L’escroquerie aux faux ordres de virement ou « escroquerie au président » connaît, depuis quelques années, une forte recrudescence.
L’arnaque au président consiste pour le fraudeur à contacter une entreprise cible, en se faisant passer pour le président de la société mère ou du groupe. Le contact se fait par courriel ou par téléphone. Après quelques échanges destinés à instaurer la confiance, le fraudeur demande que soit réalisé un virement international non planifié, au caractère urgent et confidentiel. La société sollicitée s’exécute, après avoir reçu les références du compte étranger à créditer.
En présence d’ordres de paiement comportant des anomalies apparentes, la banque doit, en vertu de son obligation de vigilance, s’assurer de la régularité des ordres de virement auprès du donneur d’ordre.
La comptable d’une société, agissant en exécution d’e-mails adressés par un tiers usurpant l’identité de son dirigeant, ordonne sept virements depuis le compte de la société vers le compte d’une société située à Hong Kong pour un montant de 2 121 903,81 €.

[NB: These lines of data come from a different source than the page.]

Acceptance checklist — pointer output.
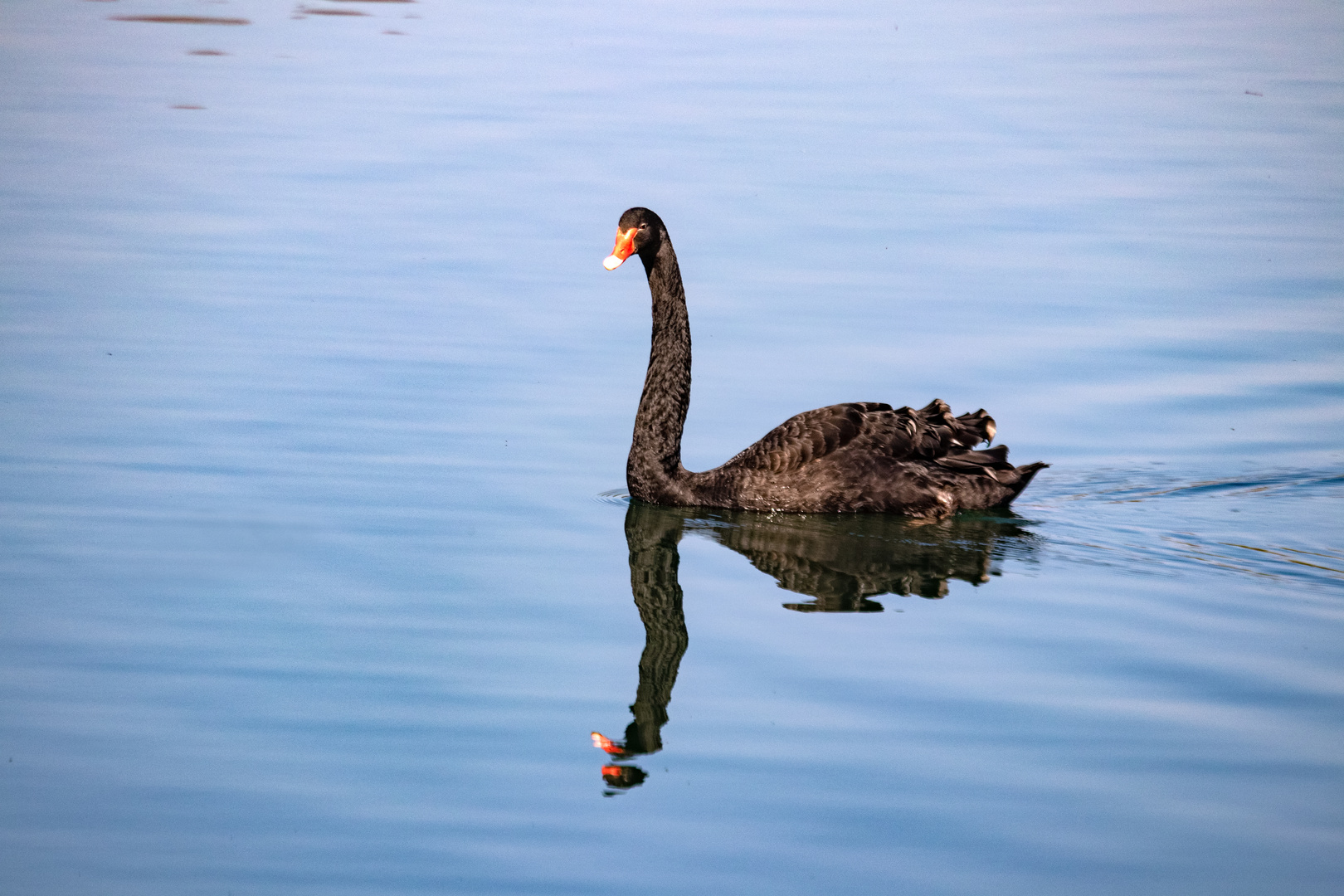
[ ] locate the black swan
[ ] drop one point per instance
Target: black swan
(856, 457)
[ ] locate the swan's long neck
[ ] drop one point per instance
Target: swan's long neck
(655, 468)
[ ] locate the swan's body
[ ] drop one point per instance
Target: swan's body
(863, 455)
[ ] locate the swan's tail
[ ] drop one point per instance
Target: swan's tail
(1025, 475)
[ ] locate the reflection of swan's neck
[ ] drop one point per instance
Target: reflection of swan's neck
(655, 468)
(652, 539)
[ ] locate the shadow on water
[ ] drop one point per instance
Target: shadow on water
(840, 561)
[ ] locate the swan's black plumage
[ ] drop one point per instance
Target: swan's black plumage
(862, 455)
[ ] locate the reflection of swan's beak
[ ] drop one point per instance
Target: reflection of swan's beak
(624, 249)
(606, 743)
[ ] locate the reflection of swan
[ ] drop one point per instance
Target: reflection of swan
(863, 455)
(845, 559)
(840, 559)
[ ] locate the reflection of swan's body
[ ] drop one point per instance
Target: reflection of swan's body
(839, 559)
(863, 455)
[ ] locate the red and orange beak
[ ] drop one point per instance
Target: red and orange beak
(624, 249)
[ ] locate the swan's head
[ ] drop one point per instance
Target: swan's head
(639, 230)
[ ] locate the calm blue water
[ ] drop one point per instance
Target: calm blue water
(318, 572)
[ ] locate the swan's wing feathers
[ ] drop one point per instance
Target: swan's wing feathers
(905, 434)
(806, 437)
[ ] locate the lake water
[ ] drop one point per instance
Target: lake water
(318, 571)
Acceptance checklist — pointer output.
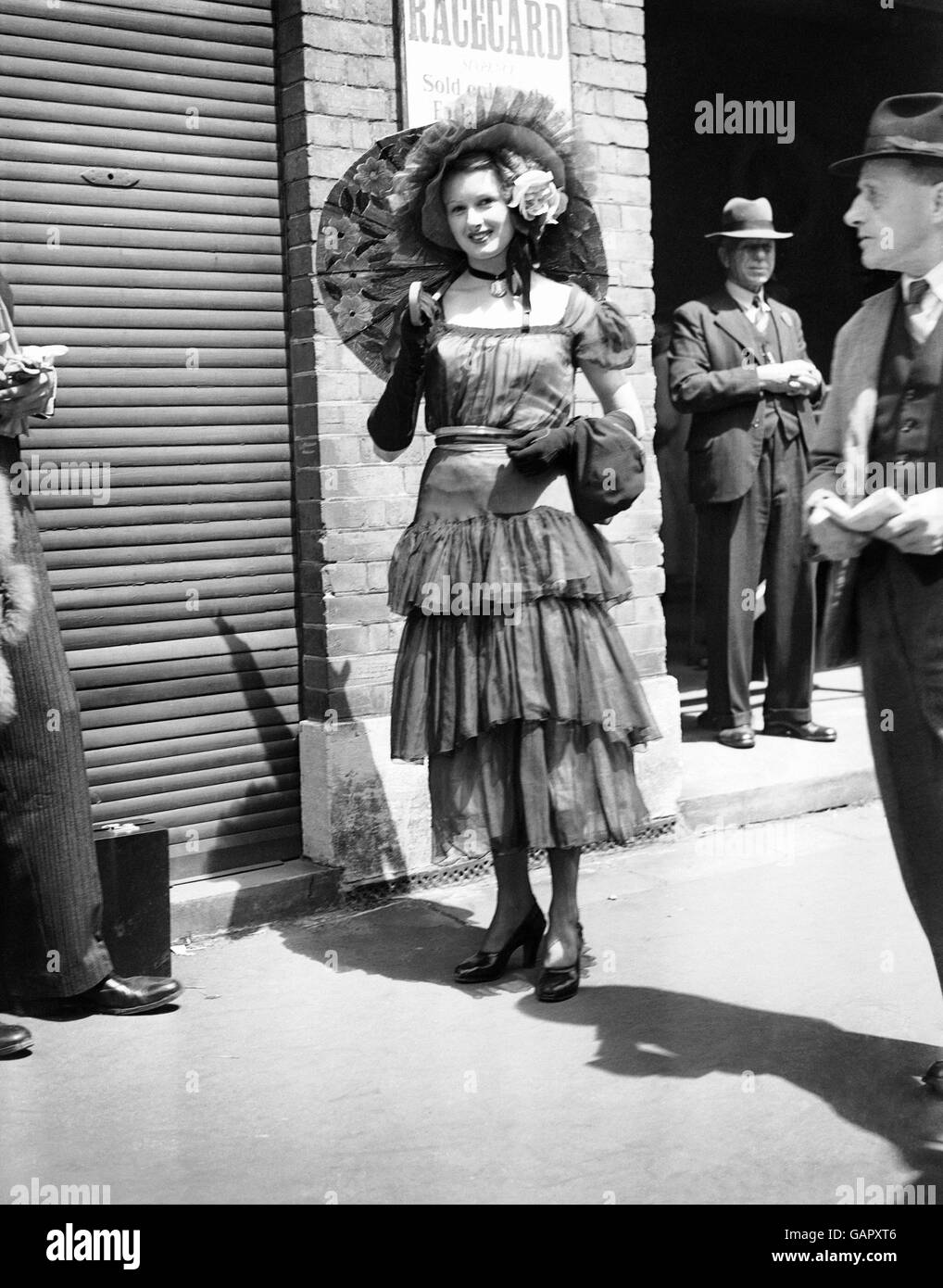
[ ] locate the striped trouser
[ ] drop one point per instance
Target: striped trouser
(50, 895)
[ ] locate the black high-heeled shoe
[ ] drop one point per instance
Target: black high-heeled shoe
(558, 983)
(482, 967)
(933, 1079)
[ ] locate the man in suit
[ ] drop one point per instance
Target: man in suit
(50, 897)
(738, 365)
(883, 425)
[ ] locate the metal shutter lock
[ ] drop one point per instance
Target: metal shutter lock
(102, 178)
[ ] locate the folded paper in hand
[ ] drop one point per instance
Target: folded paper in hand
(869, 514)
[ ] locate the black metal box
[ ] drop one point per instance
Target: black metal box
(135, 882)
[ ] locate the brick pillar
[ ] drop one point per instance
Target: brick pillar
(609, 69)
(359, 811)
(339, 95)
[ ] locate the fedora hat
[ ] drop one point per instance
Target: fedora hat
(746, 218)
(910, 125)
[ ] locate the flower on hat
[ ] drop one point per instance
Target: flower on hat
(536, 196)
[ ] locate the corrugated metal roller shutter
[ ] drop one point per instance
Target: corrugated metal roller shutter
(177, 600)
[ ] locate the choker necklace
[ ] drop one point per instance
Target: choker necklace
(498, 287)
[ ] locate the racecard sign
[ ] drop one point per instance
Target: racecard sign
(451, 46)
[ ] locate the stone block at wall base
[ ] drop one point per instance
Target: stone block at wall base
(369, 814)
(361, 811)
(659, 765)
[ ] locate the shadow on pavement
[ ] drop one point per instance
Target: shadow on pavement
(649, 1032)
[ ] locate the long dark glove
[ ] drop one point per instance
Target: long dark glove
(537, 451)
(393, 422)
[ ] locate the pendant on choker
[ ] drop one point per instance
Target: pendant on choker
(498, 286)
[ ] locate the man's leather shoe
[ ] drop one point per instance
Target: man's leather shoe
(741, 739)
(13, 1037)
(804, 729)
(933, 1079)
(132, 996)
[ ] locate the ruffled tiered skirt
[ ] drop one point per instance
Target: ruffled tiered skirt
(511, 677)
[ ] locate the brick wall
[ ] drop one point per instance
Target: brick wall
(339, 96)
(609, 65)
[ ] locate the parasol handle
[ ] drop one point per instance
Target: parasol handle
(415, 310)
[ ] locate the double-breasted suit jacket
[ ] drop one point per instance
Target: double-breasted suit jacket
(841, 443)
(714, 356)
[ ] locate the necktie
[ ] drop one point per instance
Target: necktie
(915, 297)
(761, 320)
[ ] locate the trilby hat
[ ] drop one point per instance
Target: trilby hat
(744, 217)
(909, 125)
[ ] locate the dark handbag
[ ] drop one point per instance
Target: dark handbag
(607, 466)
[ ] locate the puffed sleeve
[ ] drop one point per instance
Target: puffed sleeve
(602, 335)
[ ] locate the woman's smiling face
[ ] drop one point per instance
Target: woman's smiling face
(478, 215)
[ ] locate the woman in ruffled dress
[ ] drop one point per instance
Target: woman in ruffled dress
(511, 679)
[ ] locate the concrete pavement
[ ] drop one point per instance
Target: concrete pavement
(754, 1009)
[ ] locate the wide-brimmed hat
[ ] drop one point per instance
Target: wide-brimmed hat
(744, 217)
(372, 244)
(909, 125)
(514, 138)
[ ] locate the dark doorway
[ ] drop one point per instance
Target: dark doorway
(834, 61)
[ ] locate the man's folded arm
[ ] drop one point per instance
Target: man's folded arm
(695, 386)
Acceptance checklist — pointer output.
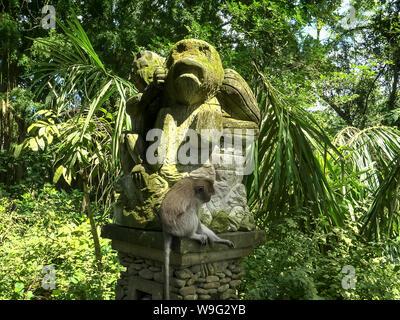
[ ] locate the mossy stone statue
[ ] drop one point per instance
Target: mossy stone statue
(187, 90)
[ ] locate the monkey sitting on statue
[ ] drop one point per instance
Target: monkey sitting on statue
(179, 216)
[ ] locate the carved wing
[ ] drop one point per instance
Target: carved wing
(237, 99)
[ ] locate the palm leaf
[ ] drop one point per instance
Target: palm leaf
(290, 176)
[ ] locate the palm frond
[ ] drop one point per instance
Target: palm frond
(290, 176)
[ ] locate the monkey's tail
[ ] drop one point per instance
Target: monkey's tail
(167, 251)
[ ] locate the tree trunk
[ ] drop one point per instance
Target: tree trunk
(93, 228)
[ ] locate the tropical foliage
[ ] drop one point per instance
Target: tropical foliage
(327, 176)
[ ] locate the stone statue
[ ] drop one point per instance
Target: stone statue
(190, 118)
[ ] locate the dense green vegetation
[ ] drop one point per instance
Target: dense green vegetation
(326, 185)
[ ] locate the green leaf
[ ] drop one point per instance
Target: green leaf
(33, 144)
(58, 173)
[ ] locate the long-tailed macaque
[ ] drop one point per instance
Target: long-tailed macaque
(179, 216)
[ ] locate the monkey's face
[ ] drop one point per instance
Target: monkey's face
(204, 191)
(195, 72)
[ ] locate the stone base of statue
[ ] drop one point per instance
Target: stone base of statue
(198, 272)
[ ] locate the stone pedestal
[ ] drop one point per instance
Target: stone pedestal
(197, 272)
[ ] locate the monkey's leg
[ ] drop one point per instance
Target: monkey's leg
(167, 251)
(213, 237)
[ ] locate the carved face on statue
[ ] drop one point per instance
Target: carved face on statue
(195, 72)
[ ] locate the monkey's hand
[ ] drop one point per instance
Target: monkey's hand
(202, 238)
(229, 243)
(160, 74)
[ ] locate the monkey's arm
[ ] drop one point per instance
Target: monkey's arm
(167, 251)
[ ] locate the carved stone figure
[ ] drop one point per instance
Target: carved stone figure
(188, 92)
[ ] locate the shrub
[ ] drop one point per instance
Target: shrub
(299, 264)
(50, 231)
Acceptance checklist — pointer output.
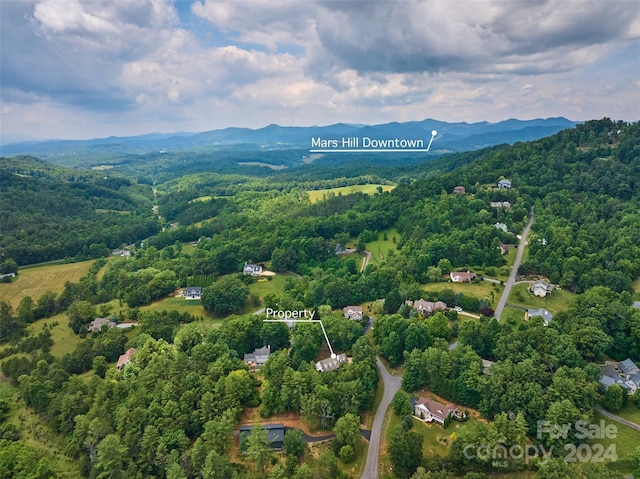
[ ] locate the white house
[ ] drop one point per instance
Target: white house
(192, 293)
(252, 269)
(429, 411)
(354, 313)
(541, 288)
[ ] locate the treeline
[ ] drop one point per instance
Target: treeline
(172, 411)
(49, 213)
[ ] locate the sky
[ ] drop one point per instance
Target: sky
(85, 69)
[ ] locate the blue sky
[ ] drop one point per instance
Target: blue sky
(83, 69)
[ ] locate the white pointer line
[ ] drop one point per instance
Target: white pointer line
(354, 150)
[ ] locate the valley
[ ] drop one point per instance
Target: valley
(405, 261)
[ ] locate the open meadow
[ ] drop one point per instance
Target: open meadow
(319, 195)
(37, 280)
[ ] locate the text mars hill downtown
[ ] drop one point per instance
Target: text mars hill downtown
(365, 143)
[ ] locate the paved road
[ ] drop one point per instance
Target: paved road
(514, 271)
(619, 419)
(391, 386)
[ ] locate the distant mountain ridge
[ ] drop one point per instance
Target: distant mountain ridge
(451, 137)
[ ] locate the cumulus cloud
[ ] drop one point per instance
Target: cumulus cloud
(257, 62)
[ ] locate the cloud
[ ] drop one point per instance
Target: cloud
(143, 62)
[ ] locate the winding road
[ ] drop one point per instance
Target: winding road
(514, 271)
(391, 386)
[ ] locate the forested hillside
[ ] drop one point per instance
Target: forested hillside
(172, 411)
(53, 213)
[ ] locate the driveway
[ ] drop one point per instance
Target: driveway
(391, 386)
(514, 271)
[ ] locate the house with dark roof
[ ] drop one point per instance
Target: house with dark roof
(194, 292)
(461, 276)
(354, 313)
(331, 364)
(628, 367)
(540, 288)
(275, 435)
(429, 410)
(258, 357)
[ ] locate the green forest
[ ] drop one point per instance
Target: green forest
(175, 410)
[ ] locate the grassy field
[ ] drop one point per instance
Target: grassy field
(512, 315)
(484, 289)
(380, 249)
(263, 286)
(555, 302)
(630, 413)
(319, 195)
(436, 442)
(37, 435)
(636, 287)
(178, 303)
(38, 280)
(626, 440)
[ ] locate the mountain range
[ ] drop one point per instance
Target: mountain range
(451, 137)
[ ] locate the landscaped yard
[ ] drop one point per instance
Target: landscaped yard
(380, 249)
(557, 301)
(626, 440)
(481, 290)
(629, 412)
(178, 303)
(636, 287)
(38, 280)
(319, 195)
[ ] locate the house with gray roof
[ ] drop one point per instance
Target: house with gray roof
(628, 367)
(331, 364)
(546, 316)
(258, 357)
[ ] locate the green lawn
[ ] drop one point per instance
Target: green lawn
(636, 287)
(380, 249)
(264, 286)
(557, 301)
(629, 412)
(38, 435)
(38, 280)
(319, 195)
(436, 442)
(626, 441)
(512, 316)
(178, 303)
(483, 289)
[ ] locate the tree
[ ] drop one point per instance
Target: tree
(99, 366)
(347, 431)
(393, 301)
(400, 403)
(225, 296)
(258, 449)
(110, 462)
(614, 398)
(405, 451)
(293, 444)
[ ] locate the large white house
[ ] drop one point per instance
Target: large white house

Dans son arrêt du 2 octobre 2024, la Cour de Cassation accueille la demande de la société en restitution des sommes versées.
Il résulte en effet des éléments suivants que les ordres de virement comportaient des anomalies apparentes et que les circonstances inhabituelles entourant les virements litigieux laissaient suspecter une possible « fraude au président », de sorte que la banque aurait dû vérifier la régularité des ordres de virement auprès du dirigeant de la société, seule personne contractuellement habilitée à les valider :
- les ordres de virements avaient eu un caractère rapproché et répété ;
- la période de l’année à laquelle ils étaient intervenus était inhabituelle ;
- leurs montants étaient élevés par rapport aux ordres habituellement donnés ;
– ils avaient été établis au bénéfice de sociétés qui ne faisaient pas partie des relations d’affaires de la société et qui était situées en dehors de l’espace habituel de son activité.
En l’espèce, la banque avait d’ailleurs fait contrôler les ordres de virement par la comptable, qui les avait confirmés, pensant que la consigne émanait de sa hiérarchie. Le contrôle de la banque auprès du seul préposé a été jugé insuffisant au regard de son obligation de vigilance.
La Cour de cassation apporte ici une précision importante en jugeant que la banque avait l’obligation de contacter le dirigeant lui-même, qui est la seule personne habilitée contractuellement à valider les ordres de virement.
A noter que la responsabilité de la banque n’a été retenue qu’à hauteur de 50 % car la société avait également commis une faute. Les juges du fonds ont une grande liberté d’appréciation en ce domaine, la part de responsabilité de la banque peut donc varier en fonction des circonstances.